The first system I mentioned for power movements can take 3-5 minutes to fully refuel while we are resting, let alone running a race, or going max effort on a WOD. Conventional wisdom would tell us “If I can do it while I am tired, I am getting better”. Unfortunately, that isn’t entirely true. We aren’t actually improving that system, we are working what is most likely the cardio system due to the duration of most workouts. Similarly, with the second system to adequately rest that middle system or lactate, we need to rest 3-4 times the duration of the exercise. For example, running a 400m repeat may take you 90 seconds (6 min mile pace). For that pace, you will want to rest at least four and a half minutes. Even if you want to keep a 2:1 rest ratio where you are resting twice as long as your work rate that is still a 3-minute rest. If you start your next sprint before then you are not working on the desired system, thus not maximizing the results of your workout.

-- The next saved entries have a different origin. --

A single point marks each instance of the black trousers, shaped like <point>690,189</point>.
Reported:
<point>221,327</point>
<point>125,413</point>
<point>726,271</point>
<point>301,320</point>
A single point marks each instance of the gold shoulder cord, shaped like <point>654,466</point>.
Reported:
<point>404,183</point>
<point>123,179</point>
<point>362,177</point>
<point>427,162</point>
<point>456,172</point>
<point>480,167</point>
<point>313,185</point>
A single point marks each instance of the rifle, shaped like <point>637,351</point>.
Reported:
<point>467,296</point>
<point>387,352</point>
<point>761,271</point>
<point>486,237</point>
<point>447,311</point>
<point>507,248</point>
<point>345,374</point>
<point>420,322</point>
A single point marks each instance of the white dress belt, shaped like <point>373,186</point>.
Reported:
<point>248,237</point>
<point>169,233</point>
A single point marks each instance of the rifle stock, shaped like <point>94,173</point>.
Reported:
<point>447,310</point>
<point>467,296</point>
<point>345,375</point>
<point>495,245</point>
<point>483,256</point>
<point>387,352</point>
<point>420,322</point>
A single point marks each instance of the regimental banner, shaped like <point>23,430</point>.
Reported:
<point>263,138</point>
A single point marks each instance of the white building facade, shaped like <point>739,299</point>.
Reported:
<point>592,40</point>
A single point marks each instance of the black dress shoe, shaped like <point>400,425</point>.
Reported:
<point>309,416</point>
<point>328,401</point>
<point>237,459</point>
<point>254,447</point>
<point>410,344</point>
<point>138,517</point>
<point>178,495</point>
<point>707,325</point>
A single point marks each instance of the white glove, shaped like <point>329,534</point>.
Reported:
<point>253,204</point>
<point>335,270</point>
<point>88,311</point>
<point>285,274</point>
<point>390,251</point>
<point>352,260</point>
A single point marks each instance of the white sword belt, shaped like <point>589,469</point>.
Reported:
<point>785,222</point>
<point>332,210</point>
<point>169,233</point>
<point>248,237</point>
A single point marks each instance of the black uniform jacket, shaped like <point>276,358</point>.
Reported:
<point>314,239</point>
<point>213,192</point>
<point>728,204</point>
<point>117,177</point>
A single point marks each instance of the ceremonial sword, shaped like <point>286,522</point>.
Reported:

The next issue I have seen (admittedly less of) is adding weights to skill type movements, as in people using a weighted vest to work on the rig. Can I ask you when the last time you saw a football player wear their pads to the weight room? Or, when they wore weighted gloves to catch the ball? I can understand wanting to improve grip strength, but there are better ways to do so. For a lot of people, beginners especially, rig practice can lead to some gnarly tendonitis in the forearms. Adding weight can expedite the process and potentially make it worse. This is where general training can provide cross over adaptations while not risking injury. By no means am I saying to skip the rig work, that is a SKILL that needs to be perfected. We work on skills in practice, we work on traits (like grip strength) in the gym.

In closing

Using general principles of training with science-backed approaches can be a great way to improve strength, power, speed, and endurance; all of which are properties we as OCR athletes need to stay or become more competitive. A workout doesn’t have to be completely draining to get the desired result. If you employ proper set and rep range toward your desired outcome you will get more focused results and a better overall outcome.